I recently transferred to UTK this past August from Christopher Newport University, which is a liberal arts school in Virginia.

Tuition there for me was only $14,754. Since transferring, I cannot help but notice how ridiculously expensive it is to attend school here at UTK. Looking over the various attendance costs between in-state and out-of-state students, it is very noticeable how much more the cost of attendance is here for out-of-state students versus those who receive in-state tuition.

The one question I can’t seem to overlook since transferring is: Why is it so expensive for a student coming from out-of-state if all students supposedly receive very similar educational backgrounds in high school, take the same standardized tests and begin college in the same classes?

Looking back at that question, if all students start classes here at UTK taking basic Gen Ed classes, why does a student coming from out-of-state pay more than double for the same classes?

Currently at The University of Tennessee Knoxville, tuition and fees costs for undergraduate students for the Fall 2018 and Spring 2019 semesters are $13,006. Now take that number and compare it to the $31,426 dollars that out-of-state students pay to enroll in classes here. There is absolutely no comparison between the two numerical figures, and I honestly don’t see why out-of-state students are expected to pay so much more in tuition expenses.

When you factor in other expenses such as housing, living expenses and transportation, those tuition numbers only go up. UTK charges the same amount for room and board, transportation and personal expenses regardless if you are in-state or out-of-state. This brings the overall estimated cost to attend Tennessee to an astronomical $49,930. The problem with this figure is students are not left with a variety of options towards deciding how to pay for school.

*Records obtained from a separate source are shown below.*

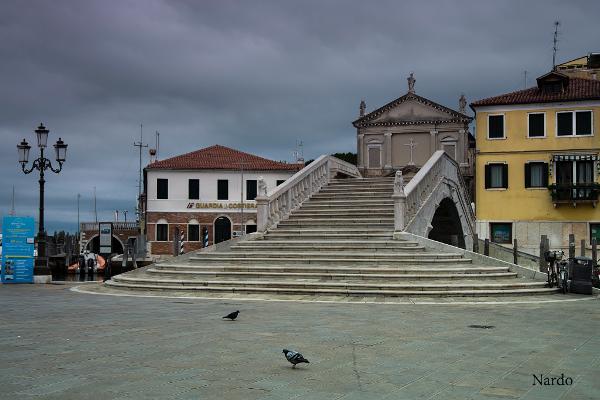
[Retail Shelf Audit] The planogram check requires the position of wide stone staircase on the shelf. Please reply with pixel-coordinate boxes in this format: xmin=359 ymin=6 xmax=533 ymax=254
xmin=106 ymin=177 xmax=555 ymax=298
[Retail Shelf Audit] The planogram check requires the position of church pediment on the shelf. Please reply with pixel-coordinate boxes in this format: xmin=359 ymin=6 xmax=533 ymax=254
xmin=353 ymin=93 xmax=472 ymax=128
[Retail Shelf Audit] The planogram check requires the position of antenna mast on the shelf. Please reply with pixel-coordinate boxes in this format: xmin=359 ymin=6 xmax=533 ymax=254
xmin=133 ymin=124 xmax=148 ymax=218
xmin=552 ymin=20 xmax=560 ymax=71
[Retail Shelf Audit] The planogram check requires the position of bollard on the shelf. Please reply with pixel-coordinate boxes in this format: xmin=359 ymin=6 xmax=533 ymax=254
xmin=569 ymin=233 xmax=575 ymax=258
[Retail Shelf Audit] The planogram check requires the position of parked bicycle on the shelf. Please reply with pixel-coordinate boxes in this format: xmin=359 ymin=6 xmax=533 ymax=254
xmin=544 ymin=250 xmax=569 ymax=293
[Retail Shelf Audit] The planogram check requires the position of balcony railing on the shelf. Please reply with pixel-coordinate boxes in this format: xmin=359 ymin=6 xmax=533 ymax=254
xmin=548 ymin=183 xmax=600 ymax=207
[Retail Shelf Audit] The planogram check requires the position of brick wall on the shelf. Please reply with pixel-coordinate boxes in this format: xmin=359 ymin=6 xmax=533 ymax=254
xmin=146 ymin=212 xmax=256 ymax=255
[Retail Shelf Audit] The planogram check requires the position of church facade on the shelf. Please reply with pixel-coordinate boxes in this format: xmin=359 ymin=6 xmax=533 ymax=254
xmin=352 ymin=73 xmax=475 ymax=195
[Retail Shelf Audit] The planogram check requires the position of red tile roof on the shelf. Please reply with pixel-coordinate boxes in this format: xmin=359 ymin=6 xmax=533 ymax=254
xmin=471 ymin=78 xmax=600 ymax=108
xmin=146 ymin=144 xmax=304 ymax=171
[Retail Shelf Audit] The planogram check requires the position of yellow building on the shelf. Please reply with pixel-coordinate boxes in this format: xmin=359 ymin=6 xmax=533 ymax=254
xmin=471 ymin=72 xmax=600 ymax=254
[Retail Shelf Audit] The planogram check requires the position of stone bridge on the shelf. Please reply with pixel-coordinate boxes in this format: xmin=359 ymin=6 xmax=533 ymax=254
xmin=256 ymin=150 xmax=475 ymax=249
xmin=79 ymin=221 xmax=139 ymax=254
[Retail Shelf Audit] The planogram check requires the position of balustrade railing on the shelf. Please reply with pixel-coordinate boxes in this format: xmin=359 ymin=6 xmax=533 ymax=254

If you are an out-of-state student, UTK does not offer many options for scholarships. Even though you are paying 2.4 times more in tuition costs, you are essentially forgotten about.

For example, Hope and Tennessee Pledge scholarships are available for in-state students, but if you transfer to UTK from out-of-state, there are less options through the school except the Volunteer Transfer Scholarship. The issue with this is that you must have an exceptional transfer GPA from your previous college to qualify, and the scholarship amounts are tiny compared to the overall cost of tuition.

Let’s say one transferred from an out of state college/university with a 3.7 GPA, he/she would only be eligible to receive $3,000 per semester. When you analyze that $31,426 in tuition plus other expenses, a mere $6,000 a year is not very much. Out-state-students are still at a huge disadvantage financially compared to those who receive in-state tuition rates.

Attending college is becoming more and more expensive every year, with around 70% of all students taking a loan to pay for school in some form. A huge problem with this is that the average debt per student borrower is $27,975.

The reason that figure is so high in my opinion is because schools such as the University of Tennessee charge an outrageous amount for an out-of-state student to enroll for an education and leave them with no choice but to take out extensive amounts in student loans.

At the end of the day, the goal of going to college is to receive an education. Every student at this school takes the SAT/ACT test, takes a similar curriculum in high school, so why is it that students who apply from out-of-state must pay so much more money for the same education? The reason for this is because education is a political matter, and schools receive subsidies by the State for students who reside in the state. If a student goes to a school out of his/her home state, the subsides are not provided to the school, thus meaning the school charges a ridiculous amount to the student. I find it very inconsiderate that politics is determining the cost of education and that schools can charge students different amounts to take the same classes.